From doer to editor 

The fundamental nature of work is shifting from creation to curation. Value used to be placed in ‘doing the role’, whether that’s writing the code, drafting the report, or building the spreadsheet. However, in the AI-driven workplace, the value shifts to the ‘Editor’ role. 

The human role is still the most critical, but the required skillset has changed. This includes the ability to critically evaluate and verify AI output. For example, does the employee know to spot an AI hallucination and ensure the data output is accurate, rather than operate with blind trust. And, do your teams know how to ask the right questions to extract the most actionable insights. 

As we move toward this editor model, the employee’s expertise becomes more important, not less. AI can generate a thousand ideas, but only a human with deep context and institutional knowledge can decide which one will actually move the needle. 

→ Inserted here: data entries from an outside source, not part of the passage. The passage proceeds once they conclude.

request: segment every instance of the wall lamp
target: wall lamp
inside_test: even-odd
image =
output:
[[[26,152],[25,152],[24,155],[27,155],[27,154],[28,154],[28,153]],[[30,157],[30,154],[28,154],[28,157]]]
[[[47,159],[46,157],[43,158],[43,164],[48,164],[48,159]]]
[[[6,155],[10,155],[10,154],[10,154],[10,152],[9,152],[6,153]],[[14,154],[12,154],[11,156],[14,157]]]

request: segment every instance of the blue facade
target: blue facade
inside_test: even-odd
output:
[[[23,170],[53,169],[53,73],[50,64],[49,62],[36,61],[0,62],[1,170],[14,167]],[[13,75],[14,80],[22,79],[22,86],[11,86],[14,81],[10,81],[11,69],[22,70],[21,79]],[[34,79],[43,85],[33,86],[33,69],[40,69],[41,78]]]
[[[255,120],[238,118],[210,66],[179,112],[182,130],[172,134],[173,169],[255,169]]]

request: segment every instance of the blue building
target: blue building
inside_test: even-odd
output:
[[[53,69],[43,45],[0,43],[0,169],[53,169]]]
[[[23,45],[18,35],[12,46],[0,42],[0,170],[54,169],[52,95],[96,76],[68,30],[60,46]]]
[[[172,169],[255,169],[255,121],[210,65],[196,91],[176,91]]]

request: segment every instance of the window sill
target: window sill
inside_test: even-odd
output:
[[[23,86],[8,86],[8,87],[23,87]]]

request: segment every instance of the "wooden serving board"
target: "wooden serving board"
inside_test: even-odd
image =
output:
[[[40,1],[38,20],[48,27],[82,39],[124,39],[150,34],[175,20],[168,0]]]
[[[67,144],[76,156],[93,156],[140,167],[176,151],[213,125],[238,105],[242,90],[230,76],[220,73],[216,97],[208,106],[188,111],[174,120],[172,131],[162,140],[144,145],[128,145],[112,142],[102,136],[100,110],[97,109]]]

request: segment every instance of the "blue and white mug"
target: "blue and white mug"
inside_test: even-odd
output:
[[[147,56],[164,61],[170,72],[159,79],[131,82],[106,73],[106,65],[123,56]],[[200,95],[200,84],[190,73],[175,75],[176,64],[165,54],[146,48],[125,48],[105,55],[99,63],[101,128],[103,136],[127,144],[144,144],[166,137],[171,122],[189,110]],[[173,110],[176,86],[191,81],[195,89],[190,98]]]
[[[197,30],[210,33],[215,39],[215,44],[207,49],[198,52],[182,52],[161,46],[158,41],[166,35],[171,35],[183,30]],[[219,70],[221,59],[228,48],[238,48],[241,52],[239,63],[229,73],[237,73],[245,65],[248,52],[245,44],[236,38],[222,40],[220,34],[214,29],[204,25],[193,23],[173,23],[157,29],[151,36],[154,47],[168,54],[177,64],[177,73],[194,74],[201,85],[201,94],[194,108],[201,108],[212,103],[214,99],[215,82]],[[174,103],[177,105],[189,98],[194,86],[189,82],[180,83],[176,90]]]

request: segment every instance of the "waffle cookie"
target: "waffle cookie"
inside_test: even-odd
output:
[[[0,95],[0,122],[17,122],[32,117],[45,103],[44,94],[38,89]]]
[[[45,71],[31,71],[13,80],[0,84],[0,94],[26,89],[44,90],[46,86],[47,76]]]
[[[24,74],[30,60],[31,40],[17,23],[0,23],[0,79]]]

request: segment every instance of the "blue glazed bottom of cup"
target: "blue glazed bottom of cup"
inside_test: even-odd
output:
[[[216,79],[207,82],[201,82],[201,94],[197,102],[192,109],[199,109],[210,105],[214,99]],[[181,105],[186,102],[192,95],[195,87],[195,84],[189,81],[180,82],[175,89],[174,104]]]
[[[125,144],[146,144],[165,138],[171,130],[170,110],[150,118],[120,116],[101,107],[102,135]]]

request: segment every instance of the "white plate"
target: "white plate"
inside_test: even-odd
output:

AI will not define the future of work, leadership will. To get ahead of the game on AI, businesses need to start re-shaping the narrative, so AI is no longer seen as a threat, but instead a tool for growth, creativity and strategic innovation. The organisations that succeed won’t be those that use the most tools, but those that invest in their people, reward smart experimentation and reinvest productivity gains back into the employee’s development. When staff are trained, trusted and given space to explore, AI stops being a risk and instead becomes a tool with huge potential. However, the shift from anxiety to agency will need to be deliberate. The companies that get that right won’t just increase productivity; they’ll build workforces that are more capable, more resilient and more valuable than ever before.